The industry also mobilized one of their friends, Republican Senator Orrin Hatch, from Utah, a supplement hub. Herbalife International was Hatch’s third-largest donor for years, and other supplement companies also donated generously. At the time, Hatch’s son worked for a lobbying firm whose biggest clients were supplement manufacturers.

After two intense years of debate, lobbying and fearmongering, the FDA’s proposed regulation was dead. In its place was the Dietary Supplement Health and Education Act of 1994, a bipartisan bill sponsored by Hatch. It gave even wider leeway to supplements than they had had before, giving them special dispensation to bring products to the market that had never been shown to be beneficial, without any obligation to guarantee purity or safety.

“The law was designed by industry insiders to maximize profits,” says Dr. Pieter Cohen, an internal medicine physician and professor at Harvard University who studies the safety of supplements. The only compromise was the requirement for that familiar disclaimer: “This statement has not been evaluated by the Food and Drug Administration. This product is not intended to diagnose, treat, cure, or prevent any disease.” Those two sentences are expected to do a lot of heavy lifting.

“Every other time people died, the FDA tightened regulations. Let's be sure it's safe and effective,” says Hurley. “This was the first time that instead they loosened regulations. It’s extraordinary.”

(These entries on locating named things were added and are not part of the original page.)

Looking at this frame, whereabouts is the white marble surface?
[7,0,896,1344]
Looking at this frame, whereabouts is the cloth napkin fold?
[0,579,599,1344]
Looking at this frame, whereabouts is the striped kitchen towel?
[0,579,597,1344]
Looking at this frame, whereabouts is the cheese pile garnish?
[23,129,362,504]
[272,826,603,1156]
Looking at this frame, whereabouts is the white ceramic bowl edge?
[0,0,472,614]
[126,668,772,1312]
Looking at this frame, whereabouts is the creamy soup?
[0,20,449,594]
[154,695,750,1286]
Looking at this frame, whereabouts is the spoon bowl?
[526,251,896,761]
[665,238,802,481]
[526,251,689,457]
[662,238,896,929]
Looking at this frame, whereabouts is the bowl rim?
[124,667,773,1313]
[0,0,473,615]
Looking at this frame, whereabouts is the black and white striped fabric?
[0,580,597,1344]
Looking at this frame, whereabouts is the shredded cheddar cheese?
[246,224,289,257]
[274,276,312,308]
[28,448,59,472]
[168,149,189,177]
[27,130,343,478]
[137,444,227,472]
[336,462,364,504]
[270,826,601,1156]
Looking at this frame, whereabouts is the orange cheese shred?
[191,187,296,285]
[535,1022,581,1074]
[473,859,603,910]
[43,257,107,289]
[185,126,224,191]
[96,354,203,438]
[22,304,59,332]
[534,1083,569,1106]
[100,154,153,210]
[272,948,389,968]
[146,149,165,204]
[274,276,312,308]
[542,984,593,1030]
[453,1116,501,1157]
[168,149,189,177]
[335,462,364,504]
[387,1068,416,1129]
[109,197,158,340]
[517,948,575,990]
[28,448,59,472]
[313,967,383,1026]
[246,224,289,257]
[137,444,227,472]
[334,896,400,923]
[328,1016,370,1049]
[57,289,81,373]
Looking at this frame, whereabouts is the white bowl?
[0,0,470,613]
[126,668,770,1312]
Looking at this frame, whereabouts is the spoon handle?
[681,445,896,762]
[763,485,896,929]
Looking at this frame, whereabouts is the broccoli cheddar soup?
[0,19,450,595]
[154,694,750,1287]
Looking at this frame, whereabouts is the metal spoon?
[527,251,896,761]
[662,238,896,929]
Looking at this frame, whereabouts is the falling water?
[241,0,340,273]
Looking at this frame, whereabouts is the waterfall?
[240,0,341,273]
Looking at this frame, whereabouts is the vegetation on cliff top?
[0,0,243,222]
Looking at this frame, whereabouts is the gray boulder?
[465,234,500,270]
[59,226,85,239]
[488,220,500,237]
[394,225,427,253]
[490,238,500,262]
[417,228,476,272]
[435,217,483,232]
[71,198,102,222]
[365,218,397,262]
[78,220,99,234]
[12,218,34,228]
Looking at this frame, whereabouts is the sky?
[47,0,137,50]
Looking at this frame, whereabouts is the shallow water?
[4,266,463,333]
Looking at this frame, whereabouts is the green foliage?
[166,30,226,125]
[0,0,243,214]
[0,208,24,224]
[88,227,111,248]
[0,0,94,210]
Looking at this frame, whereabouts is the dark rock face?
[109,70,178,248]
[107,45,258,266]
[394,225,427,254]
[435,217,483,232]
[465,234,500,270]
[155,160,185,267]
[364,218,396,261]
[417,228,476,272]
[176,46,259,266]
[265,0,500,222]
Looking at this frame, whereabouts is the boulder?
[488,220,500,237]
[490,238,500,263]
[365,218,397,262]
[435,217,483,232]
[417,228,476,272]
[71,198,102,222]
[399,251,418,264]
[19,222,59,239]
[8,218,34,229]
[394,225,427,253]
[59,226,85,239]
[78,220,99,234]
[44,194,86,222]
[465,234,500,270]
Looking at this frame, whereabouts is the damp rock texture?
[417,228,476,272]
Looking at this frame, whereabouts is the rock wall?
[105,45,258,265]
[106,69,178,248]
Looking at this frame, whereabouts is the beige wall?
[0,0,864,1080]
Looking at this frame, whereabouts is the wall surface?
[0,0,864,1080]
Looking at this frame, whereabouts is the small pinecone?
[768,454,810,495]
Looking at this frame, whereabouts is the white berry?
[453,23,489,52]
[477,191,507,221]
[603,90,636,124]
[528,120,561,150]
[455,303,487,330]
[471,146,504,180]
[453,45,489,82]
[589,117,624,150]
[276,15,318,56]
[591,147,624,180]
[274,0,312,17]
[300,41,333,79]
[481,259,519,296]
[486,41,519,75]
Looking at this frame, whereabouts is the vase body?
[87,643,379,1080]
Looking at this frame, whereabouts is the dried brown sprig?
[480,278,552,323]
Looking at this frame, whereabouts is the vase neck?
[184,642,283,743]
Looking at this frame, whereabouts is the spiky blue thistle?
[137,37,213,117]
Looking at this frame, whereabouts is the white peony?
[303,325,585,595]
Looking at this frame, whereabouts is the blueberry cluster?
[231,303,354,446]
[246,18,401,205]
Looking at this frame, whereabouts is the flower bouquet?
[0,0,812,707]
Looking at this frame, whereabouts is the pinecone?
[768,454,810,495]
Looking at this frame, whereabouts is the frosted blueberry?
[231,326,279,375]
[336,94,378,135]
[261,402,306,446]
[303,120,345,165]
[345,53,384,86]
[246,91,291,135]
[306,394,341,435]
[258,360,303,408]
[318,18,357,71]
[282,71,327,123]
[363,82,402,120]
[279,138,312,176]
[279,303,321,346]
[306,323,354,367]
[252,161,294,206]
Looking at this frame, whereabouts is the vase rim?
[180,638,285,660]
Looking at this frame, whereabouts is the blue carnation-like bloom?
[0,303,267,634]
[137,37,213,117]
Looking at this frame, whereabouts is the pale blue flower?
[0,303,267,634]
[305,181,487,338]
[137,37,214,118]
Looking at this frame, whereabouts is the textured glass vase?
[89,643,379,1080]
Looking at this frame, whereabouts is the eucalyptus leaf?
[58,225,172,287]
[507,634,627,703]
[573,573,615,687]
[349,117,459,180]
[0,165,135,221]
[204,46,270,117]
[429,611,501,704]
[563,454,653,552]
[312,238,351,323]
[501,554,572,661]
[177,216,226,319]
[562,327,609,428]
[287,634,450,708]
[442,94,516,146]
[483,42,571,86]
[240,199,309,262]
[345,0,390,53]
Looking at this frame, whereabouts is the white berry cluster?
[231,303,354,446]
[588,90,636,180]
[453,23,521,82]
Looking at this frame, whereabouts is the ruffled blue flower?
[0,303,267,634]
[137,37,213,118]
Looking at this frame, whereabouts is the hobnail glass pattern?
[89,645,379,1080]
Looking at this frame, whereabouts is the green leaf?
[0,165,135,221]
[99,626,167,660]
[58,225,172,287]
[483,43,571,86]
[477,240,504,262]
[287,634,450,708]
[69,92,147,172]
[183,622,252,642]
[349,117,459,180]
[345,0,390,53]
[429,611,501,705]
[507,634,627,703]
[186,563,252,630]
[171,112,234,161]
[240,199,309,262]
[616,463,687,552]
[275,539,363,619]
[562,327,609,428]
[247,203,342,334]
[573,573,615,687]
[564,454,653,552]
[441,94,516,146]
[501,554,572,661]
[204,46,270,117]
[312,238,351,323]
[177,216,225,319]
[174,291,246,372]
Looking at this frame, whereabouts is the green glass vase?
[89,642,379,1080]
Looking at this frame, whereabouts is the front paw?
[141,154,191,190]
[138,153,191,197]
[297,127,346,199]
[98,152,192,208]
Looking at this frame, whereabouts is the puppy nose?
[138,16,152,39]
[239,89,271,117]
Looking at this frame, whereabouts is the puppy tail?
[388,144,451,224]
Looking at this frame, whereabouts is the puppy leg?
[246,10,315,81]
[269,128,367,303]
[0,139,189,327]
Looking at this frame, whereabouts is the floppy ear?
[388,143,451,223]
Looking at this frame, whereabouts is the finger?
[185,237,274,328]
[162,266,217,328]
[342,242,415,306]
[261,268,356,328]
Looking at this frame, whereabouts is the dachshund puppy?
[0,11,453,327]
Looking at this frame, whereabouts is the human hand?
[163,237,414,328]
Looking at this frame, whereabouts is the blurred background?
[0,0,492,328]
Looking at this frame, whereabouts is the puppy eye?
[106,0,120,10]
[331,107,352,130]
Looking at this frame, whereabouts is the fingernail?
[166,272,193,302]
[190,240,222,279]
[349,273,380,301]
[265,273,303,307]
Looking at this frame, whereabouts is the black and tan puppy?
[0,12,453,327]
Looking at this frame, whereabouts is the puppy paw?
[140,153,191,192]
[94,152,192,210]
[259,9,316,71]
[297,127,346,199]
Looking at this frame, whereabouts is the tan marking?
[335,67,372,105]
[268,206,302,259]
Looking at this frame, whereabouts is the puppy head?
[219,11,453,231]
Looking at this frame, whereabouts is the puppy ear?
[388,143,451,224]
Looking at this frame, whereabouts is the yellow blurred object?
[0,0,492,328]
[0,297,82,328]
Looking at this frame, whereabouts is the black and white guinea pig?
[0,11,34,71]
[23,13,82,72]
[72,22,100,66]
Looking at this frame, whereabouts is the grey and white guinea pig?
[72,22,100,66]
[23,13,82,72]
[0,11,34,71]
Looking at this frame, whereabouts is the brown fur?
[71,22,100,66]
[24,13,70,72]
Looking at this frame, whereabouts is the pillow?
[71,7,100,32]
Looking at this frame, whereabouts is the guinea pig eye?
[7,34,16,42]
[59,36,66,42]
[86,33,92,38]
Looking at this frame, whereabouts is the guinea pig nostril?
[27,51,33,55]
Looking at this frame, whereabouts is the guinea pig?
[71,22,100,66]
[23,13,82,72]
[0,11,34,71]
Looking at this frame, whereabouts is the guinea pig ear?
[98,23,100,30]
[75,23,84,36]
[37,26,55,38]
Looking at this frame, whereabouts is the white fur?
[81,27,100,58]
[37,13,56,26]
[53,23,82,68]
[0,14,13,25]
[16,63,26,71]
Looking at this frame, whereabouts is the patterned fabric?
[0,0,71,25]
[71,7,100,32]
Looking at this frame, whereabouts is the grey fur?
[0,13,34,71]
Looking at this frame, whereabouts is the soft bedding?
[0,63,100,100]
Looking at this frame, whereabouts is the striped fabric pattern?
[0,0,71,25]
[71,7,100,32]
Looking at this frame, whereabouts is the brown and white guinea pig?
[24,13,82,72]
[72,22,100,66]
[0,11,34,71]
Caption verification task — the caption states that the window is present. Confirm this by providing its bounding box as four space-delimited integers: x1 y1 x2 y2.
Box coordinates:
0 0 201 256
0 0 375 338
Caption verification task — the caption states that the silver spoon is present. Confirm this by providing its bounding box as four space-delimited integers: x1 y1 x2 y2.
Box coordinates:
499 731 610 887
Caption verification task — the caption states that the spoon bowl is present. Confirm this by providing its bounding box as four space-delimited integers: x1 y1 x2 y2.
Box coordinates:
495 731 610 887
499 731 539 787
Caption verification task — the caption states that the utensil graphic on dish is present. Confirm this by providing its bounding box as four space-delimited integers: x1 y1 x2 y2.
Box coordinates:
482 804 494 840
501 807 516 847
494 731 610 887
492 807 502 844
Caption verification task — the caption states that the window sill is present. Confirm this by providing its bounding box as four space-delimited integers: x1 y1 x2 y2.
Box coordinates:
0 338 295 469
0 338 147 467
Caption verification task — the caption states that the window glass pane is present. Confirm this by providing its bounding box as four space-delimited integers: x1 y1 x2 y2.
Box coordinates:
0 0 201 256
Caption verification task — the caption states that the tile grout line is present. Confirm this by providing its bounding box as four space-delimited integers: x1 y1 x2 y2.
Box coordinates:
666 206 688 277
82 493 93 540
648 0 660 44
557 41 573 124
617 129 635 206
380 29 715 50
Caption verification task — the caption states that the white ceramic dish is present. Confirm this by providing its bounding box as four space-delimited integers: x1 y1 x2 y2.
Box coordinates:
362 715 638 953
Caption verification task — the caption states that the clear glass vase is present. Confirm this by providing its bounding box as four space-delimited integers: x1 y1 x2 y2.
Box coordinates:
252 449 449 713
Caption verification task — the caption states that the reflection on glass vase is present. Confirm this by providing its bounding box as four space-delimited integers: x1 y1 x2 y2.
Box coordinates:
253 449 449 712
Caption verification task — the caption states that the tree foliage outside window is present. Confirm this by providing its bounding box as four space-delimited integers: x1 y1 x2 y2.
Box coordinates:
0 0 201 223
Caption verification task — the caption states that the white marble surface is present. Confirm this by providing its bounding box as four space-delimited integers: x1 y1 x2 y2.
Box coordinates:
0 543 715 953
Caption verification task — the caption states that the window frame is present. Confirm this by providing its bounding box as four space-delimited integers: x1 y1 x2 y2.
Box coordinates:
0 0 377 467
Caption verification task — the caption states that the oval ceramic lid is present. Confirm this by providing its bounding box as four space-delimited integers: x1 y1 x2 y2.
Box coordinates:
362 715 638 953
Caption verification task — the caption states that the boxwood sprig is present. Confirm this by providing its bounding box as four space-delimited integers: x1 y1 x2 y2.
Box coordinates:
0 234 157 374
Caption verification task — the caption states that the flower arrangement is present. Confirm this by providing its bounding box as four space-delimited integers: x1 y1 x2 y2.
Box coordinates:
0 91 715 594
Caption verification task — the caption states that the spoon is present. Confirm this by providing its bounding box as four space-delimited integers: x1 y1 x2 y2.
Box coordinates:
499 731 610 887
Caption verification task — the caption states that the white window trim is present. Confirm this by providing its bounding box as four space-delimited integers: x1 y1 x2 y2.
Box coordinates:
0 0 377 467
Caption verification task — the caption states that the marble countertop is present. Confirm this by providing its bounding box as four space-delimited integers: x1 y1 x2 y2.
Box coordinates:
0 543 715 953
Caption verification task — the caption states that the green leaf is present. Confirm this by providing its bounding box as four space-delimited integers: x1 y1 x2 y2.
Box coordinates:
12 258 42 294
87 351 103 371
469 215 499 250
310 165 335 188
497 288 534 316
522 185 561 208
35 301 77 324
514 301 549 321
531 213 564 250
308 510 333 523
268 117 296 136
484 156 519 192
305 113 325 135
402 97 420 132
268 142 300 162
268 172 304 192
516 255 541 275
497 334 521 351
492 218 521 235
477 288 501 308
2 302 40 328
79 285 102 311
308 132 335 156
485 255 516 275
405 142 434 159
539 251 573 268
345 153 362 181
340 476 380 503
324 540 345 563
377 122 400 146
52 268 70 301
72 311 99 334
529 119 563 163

When the law went into effect in 1994, there were only about 4,000 products on the market. Now there are more than 100,000. Supplements have only become more popular, more profitable and globalized. “They thought they got the genie in the bottle and closed it. But the genie got back out, and now the genie is in charge of the FDA,” says Hurley.

All of this puts consumers in a difficult position. We can understand supplement history, but are supplements safe? Is there any safe way to take a supplement?

“It’s buyer beware,” says Gunter. If you see someone singing the praises of a supplement, figure out if they have a financial relationship to the product. That applies even if that person is a physician or other health professional. Gunter says that supplement companies can pay physicians tens of thousands of dollars a month to promote their product on social media. Jessica Knurick, a registered dietician who debunks online wellness claims, agrees, and she adds to be especially wary of fear-based language like “are you poisoning your kids?” In that case, she says “just keep on scrolling.”

But there are ways to protect yourself. First, find out if there is scientific evidence that the substance actually has any benefits. The National Institutes of Health’s Office of Dietary Supplements has fact sheets for many common supplements, summarizing the evidence on how each could be beneficial or risky.

And experts advise choosing products that have been certified by USP or NSF; these third-party testing organizations are also recommended by the Department of Defense for its service members, and their seal of approval helps ensure that what is on the label is actually in the bottle, and that the product is free of contaminants. “Otherwise, it’s a crapshoot,” says Cohen, who has conducted studies showing that many supplements don’t contain what they claim.

People reach for supplements in hopes of helping themselves live healthier, more comfortable lives. It’s an understandable urge — maybe even a universal one. That desire to take control can be especially acute for girls and women, whose health has been under-researched and whose concerns are often dismissed. But that’s what unethical supplement makers exploit. “They’re not closing that gap. They’re preying on it,” says Gunter. “The more people fall for that allure, the less they're going to be calling up their senator and going, what the fuck, dude? How come we don't have this basic science on our health?”